I just want to be able to talk about games intelligently, and I figure if I can do that enough, then I could get a job in something that I love and really care about. It's going to be a long road, however. I'm going to have to read a lot of books, write a lot of essays, read a lot of essays, write essays about essays, and then read some more, about things that in no way are related to video games, and not necessarily because I had to in a college course, but also just in general. As Adam Sessler points out, "Read a lot of other writers out there, ones that aren't writing about video games ... it helps you invoke a sense about what you like, what you don't like, what's interesting about a game." And also, "You need a broader perspective. You need to be able to contextualize games in the larger culture." That's what I want to do.

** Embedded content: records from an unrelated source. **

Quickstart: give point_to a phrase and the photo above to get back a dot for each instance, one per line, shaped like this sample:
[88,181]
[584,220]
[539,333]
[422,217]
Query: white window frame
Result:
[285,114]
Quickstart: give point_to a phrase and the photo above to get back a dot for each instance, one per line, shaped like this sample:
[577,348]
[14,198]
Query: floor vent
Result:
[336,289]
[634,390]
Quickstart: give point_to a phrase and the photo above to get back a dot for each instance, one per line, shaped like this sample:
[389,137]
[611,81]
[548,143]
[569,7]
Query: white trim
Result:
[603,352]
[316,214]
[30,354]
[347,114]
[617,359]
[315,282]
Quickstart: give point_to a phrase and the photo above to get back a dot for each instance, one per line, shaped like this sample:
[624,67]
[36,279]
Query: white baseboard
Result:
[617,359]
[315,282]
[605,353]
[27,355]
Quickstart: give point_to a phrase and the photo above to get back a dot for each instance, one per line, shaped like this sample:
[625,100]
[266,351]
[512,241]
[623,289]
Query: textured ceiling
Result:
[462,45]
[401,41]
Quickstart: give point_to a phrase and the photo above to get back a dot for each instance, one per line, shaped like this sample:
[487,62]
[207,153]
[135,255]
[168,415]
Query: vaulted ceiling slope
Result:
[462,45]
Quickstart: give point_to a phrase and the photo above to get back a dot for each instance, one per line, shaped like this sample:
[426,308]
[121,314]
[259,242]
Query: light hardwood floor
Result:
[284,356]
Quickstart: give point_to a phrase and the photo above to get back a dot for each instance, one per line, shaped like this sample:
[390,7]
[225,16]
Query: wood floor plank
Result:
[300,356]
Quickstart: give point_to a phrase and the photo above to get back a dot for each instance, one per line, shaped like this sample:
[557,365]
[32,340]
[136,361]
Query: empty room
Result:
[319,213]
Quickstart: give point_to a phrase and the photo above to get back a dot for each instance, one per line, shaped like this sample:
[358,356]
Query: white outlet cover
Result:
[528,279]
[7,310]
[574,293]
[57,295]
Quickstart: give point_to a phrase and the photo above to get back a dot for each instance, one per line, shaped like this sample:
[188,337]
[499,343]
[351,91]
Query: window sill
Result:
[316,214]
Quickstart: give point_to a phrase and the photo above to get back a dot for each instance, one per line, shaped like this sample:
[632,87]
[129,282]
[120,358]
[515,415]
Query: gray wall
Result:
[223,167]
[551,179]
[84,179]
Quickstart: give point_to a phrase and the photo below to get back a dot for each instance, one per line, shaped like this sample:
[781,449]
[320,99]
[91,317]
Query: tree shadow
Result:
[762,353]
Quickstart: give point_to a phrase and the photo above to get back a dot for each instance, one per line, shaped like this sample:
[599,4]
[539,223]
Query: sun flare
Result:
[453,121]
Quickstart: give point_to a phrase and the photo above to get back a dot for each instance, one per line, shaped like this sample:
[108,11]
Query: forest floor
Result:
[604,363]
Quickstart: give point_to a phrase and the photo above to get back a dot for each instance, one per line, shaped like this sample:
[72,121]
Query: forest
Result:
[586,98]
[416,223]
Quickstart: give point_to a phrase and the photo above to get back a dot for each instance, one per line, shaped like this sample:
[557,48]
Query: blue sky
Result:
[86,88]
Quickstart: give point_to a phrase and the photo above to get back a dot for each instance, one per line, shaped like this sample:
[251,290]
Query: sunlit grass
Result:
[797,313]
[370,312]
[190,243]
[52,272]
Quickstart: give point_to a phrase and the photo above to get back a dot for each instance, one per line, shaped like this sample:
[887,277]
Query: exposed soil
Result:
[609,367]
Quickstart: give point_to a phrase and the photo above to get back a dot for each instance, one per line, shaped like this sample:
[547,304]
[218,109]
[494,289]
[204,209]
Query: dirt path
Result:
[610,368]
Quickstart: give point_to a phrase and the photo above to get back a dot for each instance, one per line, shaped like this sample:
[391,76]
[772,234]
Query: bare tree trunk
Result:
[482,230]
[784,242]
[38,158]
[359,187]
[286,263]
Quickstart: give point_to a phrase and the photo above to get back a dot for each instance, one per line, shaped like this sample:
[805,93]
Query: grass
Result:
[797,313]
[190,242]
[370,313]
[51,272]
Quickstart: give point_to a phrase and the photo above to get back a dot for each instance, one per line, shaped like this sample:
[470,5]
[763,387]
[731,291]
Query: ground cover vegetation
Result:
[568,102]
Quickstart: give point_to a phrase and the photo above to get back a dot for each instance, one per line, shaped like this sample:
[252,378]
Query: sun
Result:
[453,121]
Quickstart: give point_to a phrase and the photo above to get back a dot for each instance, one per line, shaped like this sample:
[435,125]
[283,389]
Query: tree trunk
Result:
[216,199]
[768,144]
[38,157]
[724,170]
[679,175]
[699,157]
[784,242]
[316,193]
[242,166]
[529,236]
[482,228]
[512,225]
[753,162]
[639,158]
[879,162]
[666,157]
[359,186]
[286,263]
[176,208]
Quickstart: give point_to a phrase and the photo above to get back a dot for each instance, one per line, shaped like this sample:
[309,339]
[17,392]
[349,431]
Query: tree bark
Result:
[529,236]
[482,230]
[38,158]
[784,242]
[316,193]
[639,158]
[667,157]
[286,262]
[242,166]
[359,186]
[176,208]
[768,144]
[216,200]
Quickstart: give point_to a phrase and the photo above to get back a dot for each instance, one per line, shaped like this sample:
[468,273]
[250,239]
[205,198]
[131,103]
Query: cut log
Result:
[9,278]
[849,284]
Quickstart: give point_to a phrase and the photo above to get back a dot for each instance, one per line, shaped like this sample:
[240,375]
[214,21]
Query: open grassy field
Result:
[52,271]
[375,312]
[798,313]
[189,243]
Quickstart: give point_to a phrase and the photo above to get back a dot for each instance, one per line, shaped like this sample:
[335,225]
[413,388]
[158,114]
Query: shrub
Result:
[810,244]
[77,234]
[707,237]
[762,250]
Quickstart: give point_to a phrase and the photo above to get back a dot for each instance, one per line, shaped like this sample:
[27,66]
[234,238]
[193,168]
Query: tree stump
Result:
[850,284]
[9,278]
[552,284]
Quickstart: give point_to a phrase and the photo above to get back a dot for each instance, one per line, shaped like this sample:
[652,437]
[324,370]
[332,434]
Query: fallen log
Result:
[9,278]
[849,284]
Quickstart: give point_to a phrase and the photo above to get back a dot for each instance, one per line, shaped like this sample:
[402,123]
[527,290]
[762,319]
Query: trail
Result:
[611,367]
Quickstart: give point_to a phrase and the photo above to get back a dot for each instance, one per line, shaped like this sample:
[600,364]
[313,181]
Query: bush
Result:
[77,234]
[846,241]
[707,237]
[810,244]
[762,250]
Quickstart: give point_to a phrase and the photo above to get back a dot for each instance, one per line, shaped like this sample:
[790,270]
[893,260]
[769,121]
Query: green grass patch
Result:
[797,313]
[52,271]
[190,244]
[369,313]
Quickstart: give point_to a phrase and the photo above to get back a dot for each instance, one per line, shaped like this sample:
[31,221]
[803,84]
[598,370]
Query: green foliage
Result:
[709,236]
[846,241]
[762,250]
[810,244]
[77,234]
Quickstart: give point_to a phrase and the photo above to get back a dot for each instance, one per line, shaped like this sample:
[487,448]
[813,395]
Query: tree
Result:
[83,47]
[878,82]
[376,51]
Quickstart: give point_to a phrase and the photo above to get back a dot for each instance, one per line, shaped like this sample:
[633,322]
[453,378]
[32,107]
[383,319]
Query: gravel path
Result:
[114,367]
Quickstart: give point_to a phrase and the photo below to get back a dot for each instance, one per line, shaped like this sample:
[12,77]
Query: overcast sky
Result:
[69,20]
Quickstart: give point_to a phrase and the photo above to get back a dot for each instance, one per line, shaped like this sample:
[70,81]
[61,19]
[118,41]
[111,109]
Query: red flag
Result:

That's a dream of mine. It probably won't happen. Dave recently pointed out how hard it is to get a full-time job in games journalism, how there are so few people there are with such a job, and how connected you need to be to games writers in the first place. It's ok, though. I have a backup plan: get a degree and a career related to that degree, whatever it may be.

Well, that's enough of that depressing stuff. Um. My favorite food is pizza, without mayonnaise and not in a sphere. I mainly play PC games (my GTX 680 does the talking), but I also have a PS3 for exclusives and a Vita with a bucketload of games (but mainly to play Golden). Senior year was the best moment of my life.

I have a lot of favorite games, such as Burnout Paradise, Uncharted 2, Just Cause 2, Skyrim, and among others, but my most favorite game would have to go to Red Dead Redemption. That game has the most brilliant story I've ever seen in a game, and it's not limited to just cutscenes. The atmosphere and beautiful environments really warp you back in time over a hundred years ago and make you care about the factor's leading to the Wild West's demise. It also has the best ending in a game. Giant title card and music cue for the win! I could talk more in depth about why I like that game, but that's another 20 paragraph essay for another day.

I am an active player of World of Tanks. I'm on it almost every day, so if anyone's interested in playing with me let me know. The username is the same as it is here.

So yeah, there's my first post here. If you're looking at this from the future, you now know something about my life from early 2013 and how that has changed up to the present. Also, let me know how this entry could've retained viewer attention for more than 5 seconds after a casual glance. Life isn't over for me yet, and I still have a lot of work to do, God willing.